Standard English Name(s): soapberry
Local English Name(s) (if different from above):
Scientific Name(s): Shepherdia canadensis (L.) Nutt.
Upriver Halkomelem Name(s): sxhwosum
Downriver Halkomelem Name(s): sxhwesum
Island Halkomelem Name(s):
sxhwesum (fruit), xhwesumulhp (bush)

Description, Habitat, Ecology, & Distribution:
Soapberry is a 1-2 m (3-6.5 ft) tall shrub with deciduous, oval leaves. The flowers are yellowish-brown and inconspicu0us, and produce bright red berries. This species occurs in dry to moist open wood and thickets from low to middle elevations. On the coast, it is commonest along the extreme southeastern part of Vancouver lsland. Soapberries contain natural detergent-like substances (saponins), which make them soapy and bitter. Because of this, they can be whipped into a frothy mass, something like whipped cream.

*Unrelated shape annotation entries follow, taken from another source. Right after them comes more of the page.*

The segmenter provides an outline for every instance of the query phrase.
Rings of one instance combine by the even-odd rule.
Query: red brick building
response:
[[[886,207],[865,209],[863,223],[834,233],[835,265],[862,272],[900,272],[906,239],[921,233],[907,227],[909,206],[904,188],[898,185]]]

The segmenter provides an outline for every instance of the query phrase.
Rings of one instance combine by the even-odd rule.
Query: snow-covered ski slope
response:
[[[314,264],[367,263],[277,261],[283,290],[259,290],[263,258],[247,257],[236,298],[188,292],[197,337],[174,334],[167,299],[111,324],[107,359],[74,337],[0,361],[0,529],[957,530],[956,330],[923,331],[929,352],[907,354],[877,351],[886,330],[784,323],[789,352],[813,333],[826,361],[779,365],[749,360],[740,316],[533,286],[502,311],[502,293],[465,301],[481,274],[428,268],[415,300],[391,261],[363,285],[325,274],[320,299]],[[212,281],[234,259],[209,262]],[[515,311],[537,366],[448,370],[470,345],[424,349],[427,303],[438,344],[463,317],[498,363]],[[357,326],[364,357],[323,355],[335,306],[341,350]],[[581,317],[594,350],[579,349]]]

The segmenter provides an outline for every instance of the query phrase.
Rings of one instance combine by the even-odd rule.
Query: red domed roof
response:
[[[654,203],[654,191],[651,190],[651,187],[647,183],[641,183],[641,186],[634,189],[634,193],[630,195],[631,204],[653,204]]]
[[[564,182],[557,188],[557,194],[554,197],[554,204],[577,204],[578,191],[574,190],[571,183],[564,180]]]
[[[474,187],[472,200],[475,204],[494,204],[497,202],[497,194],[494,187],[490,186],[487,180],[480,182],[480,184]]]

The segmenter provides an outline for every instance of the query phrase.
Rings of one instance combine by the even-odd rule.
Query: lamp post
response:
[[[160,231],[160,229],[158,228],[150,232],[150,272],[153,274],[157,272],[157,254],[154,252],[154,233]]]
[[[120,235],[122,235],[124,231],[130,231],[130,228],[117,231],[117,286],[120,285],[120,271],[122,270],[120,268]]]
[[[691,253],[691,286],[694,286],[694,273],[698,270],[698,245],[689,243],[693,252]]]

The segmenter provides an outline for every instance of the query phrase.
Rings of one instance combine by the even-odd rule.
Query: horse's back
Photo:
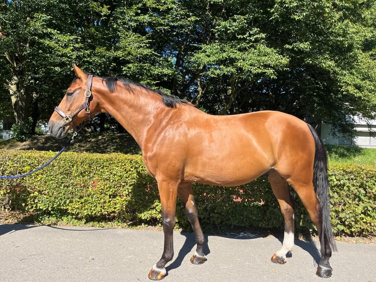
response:
[[[271,169],[304,159],[304,148],[312,145],[305,122],[278,112],[203,115],[185,126],[186,180],[223,186],[244,184]],[[306,162],[312,157],[308,159]],[[289,169],[281,170],[289,174]]]

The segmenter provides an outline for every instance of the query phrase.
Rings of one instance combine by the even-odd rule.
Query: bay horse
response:
[[[51,116],[49,134],[64,138],[85,120],[106,113],[139,145],[147,172],[158,182],[164,236],[162,256],[150,271],[150,279],[162,279],[165,265],[172,259],[178,197],[194,231],[196,249],[190,261],[207,260],[191,183],[235,186],[263,175],[270,182],[285,220],[282,246],[271,261],[285,263],[294,246],[294,203],[289,183],[317,228],[321,258],[316,274],[331,276],[329,259],[336,247],[329,218],[326,151],[310,125],[278,112],[212,115],[130,81],[73,68],[76,77]]]

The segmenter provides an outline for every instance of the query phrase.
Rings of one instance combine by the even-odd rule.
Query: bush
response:
[[[0,174],[25,173],[44,163],[52,152],[0,150]],[[376,169],[330,166],[331,218],[337,234],[376,234]],[[156,181],[147,173],[142,157],[122,154],[66,152],[34,174],[0,181],[3,208],[86,221],[119,221],[160,224],[161,204]],[[201,225],[206,230],[249,226],[278,228],[284,222],[278,203],[264,177],[245,185],[221,187],[193,185]],[[297,230],[313,228],[295,198]],[[181,205],[178,224],[189,224]]]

Upriver Halkomelem Cultural Role(s):
  The sweetened froth made from whipped soapberries in a special soapberry basket is eaten on special paddlelike spoons.
Downriver Halkomelem Cultural Role(s):
Island Halkomelem Cultural Role(s):

      Soapberries may be gathered on southern Vancouver Island or obtained through trade then whipped with sugar and eaten.

CAUTION: This species produces bitter, sudsing chemicals called saponins. There are no known reports of poisoning from the consumption of the fruits of this plant, but it should be used only in moderation.